37 %, 600 000 bâtiments, 70 mètres carrés, 2 000 constructions. Quatre chiffres des Offices fédéraux du développement territorial et de la statistique qui résument la disparition des terres arables à l’extérieur de la zone à bâtir en Suisse. Nous allons y revenir. Mais disons-le d’emblée, nous ne devrions pas avoir à en passer par cette salade de chiffres. Car les choses sont au fond très simples.

En Suisse, il n’est possible d’asphalter, de bétonner et de construire que dans certaines zones bien précises, les zones constructibles. Le premier article de la loi fédérale sur l’aménagement du territoire (LAT) l’énonce clairement: «La Confédération, les cantons et les communes veillent à une utilisation mesurée du sol et à la séparation entre les parties constructibles et non constructibles du territoire.»

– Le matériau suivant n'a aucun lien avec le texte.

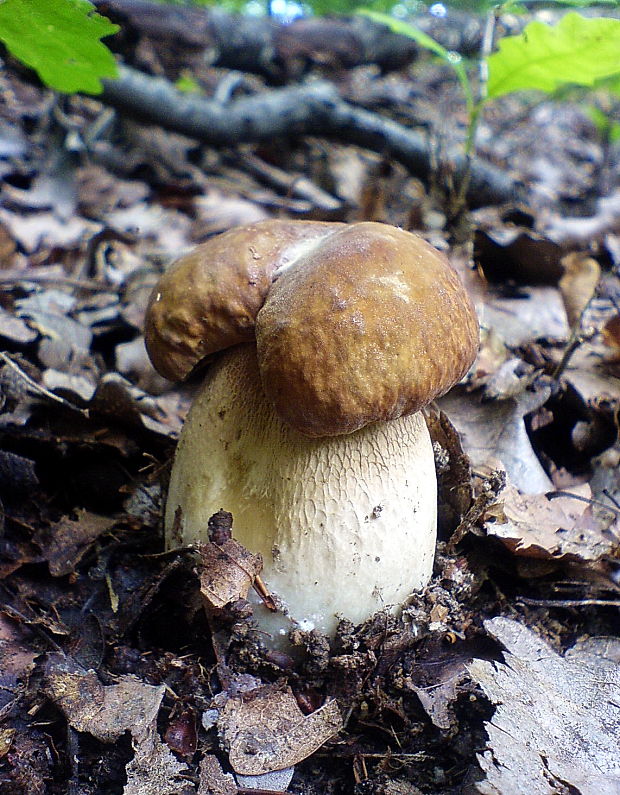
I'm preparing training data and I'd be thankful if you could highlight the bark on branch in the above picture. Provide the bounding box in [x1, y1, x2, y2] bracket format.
[101, 67, 522, 208]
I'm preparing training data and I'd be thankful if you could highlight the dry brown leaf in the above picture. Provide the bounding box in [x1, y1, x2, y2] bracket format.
[559, 252, 601, 328]
[123, 722, 188, 795]
[218, 685, 342, 776]
[480, 287, 569, 348]
[42, 510, 114, 577]
[198, 754, 237, 795]
[602, 315, 620, 361]
[45, 654, 166, 743]
[198, 538, 263, 610]
[437, 386, 552, 494]
[467, 617, 620, 795]
[484, 484, 618, 561]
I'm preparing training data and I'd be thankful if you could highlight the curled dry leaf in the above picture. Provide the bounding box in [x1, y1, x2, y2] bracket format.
[198, 538, 263, 610]
[218, 685, 342, 776]
[41, 510, 114, 577]
[198, 754, 238, 795]
[559, 252, 601, 328]
[602, 315, 620, 362]
[44, 654, 165, 743]
[436, 382, 552, 494]
[467, 617, 620, 795]
[484, 484, 618, 561]
[123, 724, 188, 795]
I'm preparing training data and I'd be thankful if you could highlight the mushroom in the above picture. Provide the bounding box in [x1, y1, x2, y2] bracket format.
[145, 220, 478, 636]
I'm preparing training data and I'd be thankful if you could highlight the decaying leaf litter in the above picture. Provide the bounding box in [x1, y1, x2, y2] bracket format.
[0, 4, 620, 795]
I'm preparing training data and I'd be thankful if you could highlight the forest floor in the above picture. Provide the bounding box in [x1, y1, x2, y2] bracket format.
[0, 3, 620, 795]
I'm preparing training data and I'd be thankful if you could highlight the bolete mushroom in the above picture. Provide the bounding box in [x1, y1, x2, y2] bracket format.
[146, 221, 478, 634]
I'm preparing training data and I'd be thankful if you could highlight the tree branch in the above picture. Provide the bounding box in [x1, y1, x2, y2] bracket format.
[101, 67, 522, 208]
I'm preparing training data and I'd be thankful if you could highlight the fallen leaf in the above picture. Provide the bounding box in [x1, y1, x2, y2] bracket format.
[437, 384, 552, 494]
[217, 685, 342, 776]
[467, 617, 620, 795]
[41, 510, 115, 577]
[198, 538, 263, 610]
[123, 723, 188, 795]
[559, 252, 601, 328]
[44, 654, 166, 743]
[198, 754, 237, 795]
[484, 484, 619, 561]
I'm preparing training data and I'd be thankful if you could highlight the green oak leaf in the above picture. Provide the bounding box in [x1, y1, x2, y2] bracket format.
[0, 0, 118, 94]
[488, 12, 620, 99]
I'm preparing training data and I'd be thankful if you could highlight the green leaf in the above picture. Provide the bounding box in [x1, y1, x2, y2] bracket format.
[174, 69, 200, 94]
[0, 0, 118, 94]
[357, 8, 474, 113]
[488, 12, 620, 99]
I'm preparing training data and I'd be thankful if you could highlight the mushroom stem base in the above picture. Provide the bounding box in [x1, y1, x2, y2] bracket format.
[166, 344, 437, 641]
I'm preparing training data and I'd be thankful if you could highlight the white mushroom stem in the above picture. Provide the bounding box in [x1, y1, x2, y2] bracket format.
[166, 344, 437, 634]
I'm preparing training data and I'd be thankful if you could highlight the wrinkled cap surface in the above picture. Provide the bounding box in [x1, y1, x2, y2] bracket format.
[145, 221, 478, 436]
[144, 220, 342, 381]
[256, 223, 478, 436]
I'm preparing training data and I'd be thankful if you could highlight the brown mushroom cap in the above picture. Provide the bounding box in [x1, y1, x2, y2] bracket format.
[145, 221, 478, 436]
[144, 216, 342, 381]
[256, 223, 478, 436]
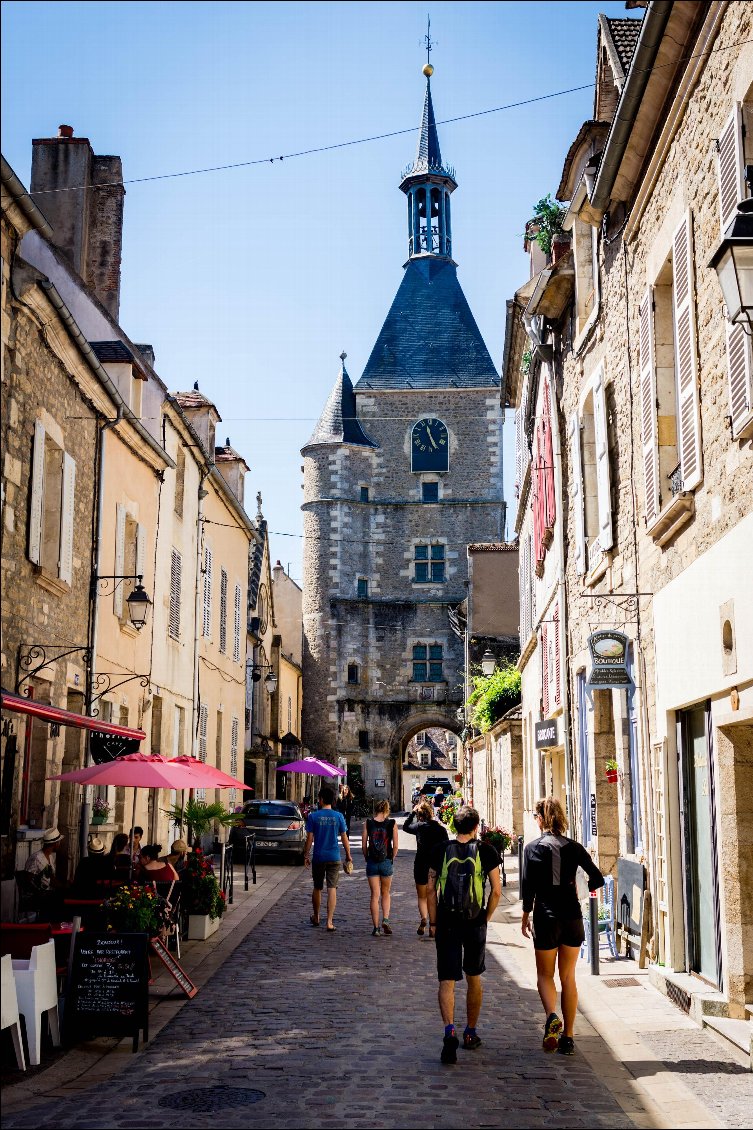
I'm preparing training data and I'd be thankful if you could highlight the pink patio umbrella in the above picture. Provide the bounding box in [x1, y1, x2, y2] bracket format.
[277, 757, 345, 800]
[47, 754, 222, 878]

Vivre à l’extérieur des zones à bâtir

Cette utilisation mesurée du sol est particulièrement importante en Suisse, où le sol constitue une ressource rare, donc précieuse. Sur plus de la moitié de sa superficie, notre territoire est soit recouvert d’eau ou de glaciers, soit trop rocheux ou trop boisé pour se prêter à l’habitat, à l’agriculture ou aux activités économiques en général. L’autre moitié – pas tout à fait 50 % – comprend à son tour deux parties. Dans la plus vaste, on pratique l’agriculture: on cultive les champs, on élève des porcs et des volailles entre autres. Les constructions n’y sont autorisées qu’à des conditions bien précises et doivent remplir des exigences très strictes. C’est du moins ce que dit la loi.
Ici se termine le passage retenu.